How do I make the steaming pile of first draft I created during NaNoWriMo into something people will love as much as I loved the initial idea?
Everyone has their method. Here’s mine….
First Pass:
Load manuscript onto kindle, sit down and read straight through, only stopping to comment as a reader.
What do I need?
- Calibre to convert to .mobi
- Time for a dedicated read-through
- Notepad and pen for old school note taking
- Willpower to not fix typos or wordsmith
What am I looking for?
- Inconsistencies, plot gaps, things that make no sense.
- Goal-motivation-conflict of characters: is it in the story? Is what the hero/heroine want clear before the first major plot point?
Revise…… then:
Second Pass:
Change layout to two column format using Times New Roman. Reduce line spacing to 1.5 or single space. Bind along top.
What do I need?
- My local Quick Copy shop. (I could do it with my cranky old ink jet, but why torture it and myself?)
- Highlighters, sticky notes. Sometimes a blue pencil if I’m feeling feisty.
- Distance from work & patience with myself.
What am I looking for?
- Motivation of characters.
- Character journey/change through the story. Did the hero/heroine change by the end? How? Why?
- Review secondary characters: any who could be eliminated or merged with others? (Beware the cast of thousands)
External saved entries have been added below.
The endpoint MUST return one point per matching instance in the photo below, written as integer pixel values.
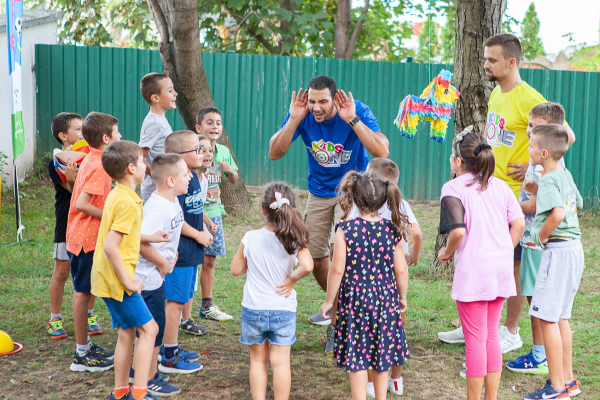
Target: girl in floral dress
(372, 280)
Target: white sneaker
(214, 313)
(370, 390)
(455, 336)
(396, 386)
(508, 341)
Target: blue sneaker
(157, 375)
(177, 365)
(159, 387)
(186, 355)
(528, 365)
(548, 392)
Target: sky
(557, 18)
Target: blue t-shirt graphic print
(333, 149)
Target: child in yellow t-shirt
(115, 259)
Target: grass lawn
(41, 370)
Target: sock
(121, 391)
(539, 353)
(206, 302)
(171, 350)
(139, 392)
(83, 348)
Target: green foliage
(530, 40)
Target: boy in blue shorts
(180, 283)
(556, 230)
(115, 259)
(209, 123)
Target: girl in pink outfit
(485, 223)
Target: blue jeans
(278, 327)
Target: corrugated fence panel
(254, 93)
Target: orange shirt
(82, 229)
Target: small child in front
(113, 273)
(535, 361)
(477, 210)
(209, 123)
(268, 256)
(162, 213)
(556, 229)
(412, 248)
(158, 91)
(91, 189)
(180, 283)
(371, 276)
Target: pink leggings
(480, 321)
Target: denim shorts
(132, 312)
(278, 327)
(217, 248)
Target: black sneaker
(193, 328)
(105, 353)
(330, 340)
(90, 362)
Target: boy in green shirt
(209, 123)
(556, 229)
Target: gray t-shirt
(155, 130)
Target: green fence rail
(254, 92)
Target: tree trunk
(476, 20)
(343, 43)
(179, 46)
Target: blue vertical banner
(14, 33)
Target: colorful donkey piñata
(435, 105)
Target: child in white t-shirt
(268, 257)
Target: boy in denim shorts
(115, 260)
(556, 229)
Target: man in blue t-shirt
(337, 132)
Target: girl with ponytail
(369, 271)
(268, 257)
(485, 223)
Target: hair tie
(279, 201)
(482, 146)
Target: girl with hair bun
(268, 257)
(485, 223)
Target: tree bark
(476, 20)
(179, 46)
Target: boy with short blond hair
(535, 361)
(89, 195)
(115, 259)
(180, 283)
(158, 91)
(556, 230)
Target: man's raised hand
(299, 105)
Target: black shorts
(81, 270)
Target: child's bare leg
(396, 371)
(282, 373)
(80, 303)
(172, 314)
(492, 382)
(207, 276)
(259, 361)
(474, 386)
(380, 380)
(122, 358)
(554, 352)
(358, 385)
(62, 268)
(144, 350)
(567, 342)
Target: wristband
(354, 121)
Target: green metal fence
(254, 92)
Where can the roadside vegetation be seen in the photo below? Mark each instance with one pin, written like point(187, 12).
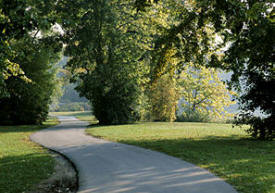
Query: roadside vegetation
point(23, 164)
point(227, 152)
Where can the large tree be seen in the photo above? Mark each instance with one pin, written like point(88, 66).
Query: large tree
point(205, 96)
point(28, 102)
point(246, 30)
point(26, 54)
point(103, 51)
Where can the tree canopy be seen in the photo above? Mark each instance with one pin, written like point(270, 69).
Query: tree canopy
point(118, 49)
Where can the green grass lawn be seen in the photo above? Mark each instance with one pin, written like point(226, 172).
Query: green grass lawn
point(82, 115)
point(228, 152)
point(23, 164)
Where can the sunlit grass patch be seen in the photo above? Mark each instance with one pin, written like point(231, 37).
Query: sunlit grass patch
point(228, 152)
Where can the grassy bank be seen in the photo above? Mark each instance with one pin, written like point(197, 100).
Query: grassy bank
point(81, 115)
point(23, 164)
point(227, 152)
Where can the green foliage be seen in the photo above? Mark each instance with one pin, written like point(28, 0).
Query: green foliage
point(73, 106)
point(17, 19)
point(104, 59)
point(163, 99)
point(28, 102)
point(233, 35)
point(205, 96)
point(23, 164)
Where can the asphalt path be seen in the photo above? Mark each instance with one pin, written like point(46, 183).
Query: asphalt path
point(108, 167)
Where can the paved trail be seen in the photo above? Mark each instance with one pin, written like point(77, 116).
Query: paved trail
point(107, 167)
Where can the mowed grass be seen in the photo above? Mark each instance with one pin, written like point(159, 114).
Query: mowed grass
point(81, 115)
point(23, 163)
point(247, 164)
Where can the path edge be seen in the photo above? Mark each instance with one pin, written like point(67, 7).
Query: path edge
point(59, 153)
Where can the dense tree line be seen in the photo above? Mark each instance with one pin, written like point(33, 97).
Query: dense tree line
point(29, 48)
point(120, 50)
- Find and follow the story threads—make sure all threads flow through and wrap up. Don’t drop a thread half way and leave it hanging.
Revise…… then:
Third Pass:
- Get a writer friend to read and comment. Usually a “high level” or “first pass” read – checking for continuity, plot holes, parts that make no sense, parts that make them want to close the book.
- Read all comments. Think through them and determine how they could make story stronger. Change as appropriate.
Revise….. then:
Fourth Pass:
- Get a writer friend (a different one at this point is a plus) to do a read for the story’s flow/emotion/language. Think of it as a voice check. Very important when you are learning, as sentence structure and flow aren’t natural skills for all writers.
- Read all comments. Think through them and determine how they could make story stronger. Change as appropriate.
Revise….. then:
Fifth Pass:
- Go through the story and really look for missing punctuation, wrong words, homonyms.
- Make sure all formatting is clean.
- Accept all changes (if tracking changes) and create clean copy without any old versions of track changes hanging around (check Word help for how to do this)
Fix myself a drink and call it a job well done.
Next up: the hard part. Submission
I’ve usually had several drinks by that point. 🙂
Thanks for sharing your process and I think you nailed the title of this blog post.
I know as writers get more experienced they often do more than one of these steps together. A good goal for all of us!
Great post! I am going to try Calibre. 🙂
It can be a very useful tool. Check out some of the simple video/web tutorials if you need help getting up & running. I love it for putting my drafts on Kindle!